One type of stainless steel that is widely used in the industrial world is SS304 austenitic stainless steel. One technique for joining metals by welding is TIG (Tungsten Inert gas) or GTAW (Gas Tungsten Arc Welding) and for thin plate-shaped materials a welding process without using filler metal or commonly called autogeneous welding can be used. This research was conducted to determine the effect of heat input with variations in current and welding speed of autogeneous TIG joints on tensile test values of welded joints, hardness of welded joints, measurement of weld geometry and metallographic tests of 2mm thick SS304 plate welding joints. The results showed that, the higher the heat input given, the amount of delta ferrite in the weld metal decreased. This is caused by a decrease in the cooling rate. The faster the cooling rate, the more ferrite is formed. In addition, the higher the heat input will affect the geometric shape of the weld, which increases the penetration deeper and wider so that the ratio of width to depth increases.
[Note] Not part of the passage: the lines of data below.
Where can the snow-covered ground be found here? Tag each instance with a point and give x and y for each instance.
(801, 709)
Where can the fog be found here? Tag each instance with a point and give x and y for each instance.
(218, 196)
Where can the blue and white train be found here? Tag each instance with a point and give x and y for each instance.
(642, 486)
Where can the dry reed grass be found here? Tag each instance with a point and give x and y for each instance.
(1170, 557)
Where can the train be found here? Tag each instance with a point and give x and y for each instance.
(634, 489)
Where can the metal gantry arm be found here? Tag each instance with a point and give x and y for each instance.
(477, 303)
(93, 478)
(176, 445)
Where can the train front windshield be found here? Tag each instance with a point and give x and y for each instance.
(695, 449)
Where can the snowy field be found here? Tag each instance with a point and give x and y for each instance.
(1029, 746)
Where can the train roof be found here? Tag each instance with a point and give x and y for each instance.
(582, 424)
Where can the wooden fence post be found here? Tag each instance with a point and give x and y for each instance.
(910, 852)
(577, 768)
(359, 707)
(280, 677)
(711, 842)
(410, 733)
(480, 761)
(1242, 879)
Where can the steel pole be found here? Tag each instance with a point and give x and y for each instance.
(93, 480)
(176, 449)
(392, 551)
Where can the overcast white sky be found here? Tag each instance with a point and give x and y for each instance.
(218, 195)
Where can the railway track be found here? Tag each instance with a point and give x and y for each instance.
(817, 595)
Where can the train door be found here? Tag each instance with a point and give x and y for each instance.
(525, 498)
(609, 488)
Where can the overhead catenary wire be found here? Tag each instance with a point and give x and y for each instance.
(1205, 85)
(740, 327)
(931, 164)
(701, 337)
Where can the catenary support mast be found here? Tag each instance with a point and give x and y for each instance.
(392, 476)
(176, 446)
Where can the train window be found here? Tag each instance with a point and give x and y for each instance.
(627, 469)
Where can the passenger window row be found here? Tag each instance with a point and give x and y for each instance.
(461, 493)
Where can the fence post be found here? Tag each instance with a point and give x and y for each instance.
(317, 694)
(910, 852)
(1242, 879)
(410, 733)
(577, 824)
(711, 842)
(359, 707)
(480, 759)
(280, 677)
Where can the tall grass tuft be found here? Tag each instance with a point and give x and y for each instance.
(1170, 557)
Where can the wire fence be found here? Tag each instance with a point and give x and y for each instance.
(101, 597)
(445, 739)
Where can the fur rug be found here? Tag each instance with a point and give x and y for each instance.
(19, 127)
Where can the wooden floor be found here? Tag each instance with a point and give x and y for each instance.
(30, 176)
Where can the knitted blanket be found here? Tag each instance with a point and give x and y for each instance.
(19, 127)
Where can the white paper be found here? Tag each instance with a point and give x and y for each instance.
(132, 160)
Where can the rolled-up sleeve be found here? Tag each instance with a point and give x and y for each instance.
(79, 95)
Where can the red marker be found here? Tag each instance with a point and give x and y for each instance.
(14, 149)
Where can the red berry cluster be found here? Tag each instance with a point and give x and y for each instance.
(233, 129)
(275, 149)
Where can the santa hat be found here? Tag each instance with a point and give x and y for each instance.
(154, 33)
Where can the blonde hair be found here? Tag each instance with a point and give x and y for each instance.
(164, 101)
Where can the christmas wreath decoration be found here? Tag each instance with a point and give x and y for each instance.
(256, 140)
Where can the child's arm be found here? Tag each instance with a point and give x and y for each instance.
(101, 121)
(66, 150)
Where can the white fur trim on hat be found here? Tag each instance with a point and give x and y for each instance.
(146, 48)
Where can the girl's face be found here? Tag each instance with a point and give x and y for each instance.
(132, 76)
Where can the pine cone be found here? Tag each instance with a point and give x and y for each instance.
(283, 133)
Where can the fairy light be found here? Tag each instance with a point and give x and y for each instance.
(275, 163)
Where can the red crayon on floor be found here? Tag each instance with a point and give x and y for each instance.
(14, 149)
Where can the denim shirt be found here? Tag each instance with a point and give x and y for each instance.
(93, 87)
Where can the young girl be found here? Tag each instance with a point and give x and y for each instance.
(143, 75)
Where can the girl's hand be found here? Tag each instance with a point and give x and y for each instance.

Furthermore, the heat affected zone (HAZ) area experiences grain growth as heat input increases. Samples with high heat input decreased the value of hardness and tensile strength due to changes in the microstructure. The conclusion from the results of this study is that the welding of SS304 austenitic stainless steel with a thickness of 2mm was carried out using autogenous welding with pulse and controlled heat input, not too low and not too high. The recommendation is a heat input of 0.27 kJ/mm which produces the greatest tensile strength of 452 MPa and an L/D ratio of ~1-2."